In the episode "Memories Are Forever" (November 1981), Magnum was reunited with his wife and learned the truth behind her deception. Unbeknownst to Magnum, at the time, they had conceived a daughter, Lily Catherine. Lily Catherine appeared in five episodes of the show ("Little Girl Who", "Limbo", "Infinity and Jelly doughnuts", "Unfinished Business", and "Resolutions").

General Hue, Michelle, and Michelle's second husband, Edward Durant are killed by Hue's enemies who presume that Lily Catherine is also dead. Following her reunion with Magnum, he later returns to his career as a Naval Intelligence officer in a bid to protect her.

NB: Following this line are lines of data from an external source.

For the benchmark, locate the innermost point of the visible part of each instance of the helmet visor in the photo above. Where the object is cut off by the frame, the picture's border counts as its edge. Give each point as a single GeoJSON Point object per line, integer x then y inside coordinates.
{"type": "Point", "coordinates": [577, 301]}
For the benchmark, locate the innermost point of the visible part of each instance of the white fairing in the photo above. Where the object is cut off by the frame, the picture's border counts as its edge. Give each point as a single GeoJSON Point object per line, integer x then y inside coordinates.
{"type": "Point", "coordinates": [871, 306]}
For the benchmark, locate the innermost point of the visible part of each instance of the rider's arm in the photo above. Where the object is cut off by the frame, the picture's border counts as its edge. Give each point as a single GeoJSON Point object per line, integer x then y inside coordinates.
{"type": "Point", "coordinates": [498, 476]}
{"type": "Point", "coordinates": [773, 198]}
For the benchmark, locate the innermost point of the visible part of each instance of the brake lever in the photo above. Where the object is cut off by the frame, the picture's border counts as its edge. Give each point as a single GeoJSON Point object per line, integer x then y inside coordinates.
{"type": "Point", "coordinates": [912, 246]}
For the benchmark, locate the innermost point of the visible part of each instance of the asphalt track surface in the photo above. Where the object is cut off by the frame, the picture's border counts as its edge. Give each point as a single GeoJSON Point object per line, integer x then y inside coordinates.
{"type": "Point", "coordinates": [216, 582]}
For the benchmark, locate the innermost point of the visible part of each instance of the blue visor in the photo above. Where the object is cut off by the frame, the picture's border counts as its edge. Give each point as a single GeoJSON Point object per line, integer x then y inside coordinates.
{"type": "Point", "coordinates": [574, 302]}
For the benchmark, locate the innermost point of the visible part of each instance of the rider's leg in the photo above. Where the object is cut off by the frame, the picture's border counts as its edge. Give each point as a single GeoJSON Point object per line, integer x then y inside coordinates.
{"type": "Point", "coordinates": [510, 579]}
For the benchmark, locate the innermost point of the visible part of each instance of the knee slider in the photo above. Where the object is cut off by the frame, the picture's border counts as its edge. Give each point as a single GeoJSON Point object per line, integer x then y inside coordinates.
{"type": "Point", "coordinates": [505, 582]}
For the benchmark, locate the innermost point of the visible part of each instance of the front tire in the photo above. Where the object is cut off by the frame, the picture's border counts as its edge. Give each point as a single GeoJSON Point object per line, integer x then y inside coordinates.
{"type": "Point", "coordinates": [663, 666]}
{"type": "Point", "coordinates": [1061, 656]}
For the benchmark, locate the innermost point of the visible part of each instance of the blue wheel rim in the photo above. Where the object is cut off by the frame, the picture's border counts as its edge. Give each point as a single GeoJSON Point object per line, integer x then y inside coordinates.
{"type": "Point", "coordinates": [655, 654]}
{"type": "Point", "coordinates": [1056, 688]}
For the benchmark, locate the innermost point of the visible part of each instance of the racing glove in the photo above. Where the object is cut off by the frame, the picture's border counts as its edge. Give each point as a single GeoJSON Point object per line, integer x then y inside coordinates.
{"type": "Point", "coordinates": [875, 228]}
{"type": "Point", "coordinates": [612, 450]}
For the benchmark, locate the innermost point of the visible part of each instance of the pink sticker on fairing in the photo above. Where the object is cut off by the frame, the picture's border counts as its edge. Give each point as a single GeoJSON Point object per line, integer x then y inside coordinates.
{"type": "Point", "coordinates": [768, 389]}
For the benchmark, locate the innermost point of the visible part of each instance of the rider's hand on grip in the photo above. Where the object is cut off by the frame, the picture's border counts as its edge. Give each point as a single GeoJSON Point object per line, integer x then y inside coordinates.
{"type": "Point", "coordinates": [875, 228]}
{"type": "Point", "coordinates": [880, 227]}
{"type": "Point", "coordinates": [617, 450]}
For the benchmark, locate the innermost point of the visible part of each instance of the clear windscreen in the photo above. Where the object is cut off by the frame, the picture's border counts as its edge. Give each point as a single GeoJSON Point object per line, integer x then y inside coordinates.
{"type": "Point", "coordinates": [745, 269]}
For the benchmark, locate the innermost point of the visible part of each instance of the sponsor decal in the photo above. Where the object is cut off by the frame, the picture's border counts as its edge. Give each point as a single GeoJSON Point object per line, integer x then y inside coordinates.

==Magnum P.I. (2018–2024)==

Jay Hernandez portrays Thomas Magnum in the 2018 reboot of the series.

In the new series, Thomas Magnum is a decorated ex-Navy SEAL who returns home from Afghanistan, where he spent time as a prisoner of war, to become a private investigator. He gets help on cases from his two old friends, former Marines Theodore "TC" Calvin and Orville "Rick" Wright, and from former MI6 agent Juliet Higgins.

In season two, Higgins becomes Magnum's partner. Later in the season, Magnum asks Higgins to marry him in order for her to stay in the country after her visa expires. She initially accepts his offer but later reverses her decision.

Hernandez also played Magnum in a crossover episode with Hawaii Five-0.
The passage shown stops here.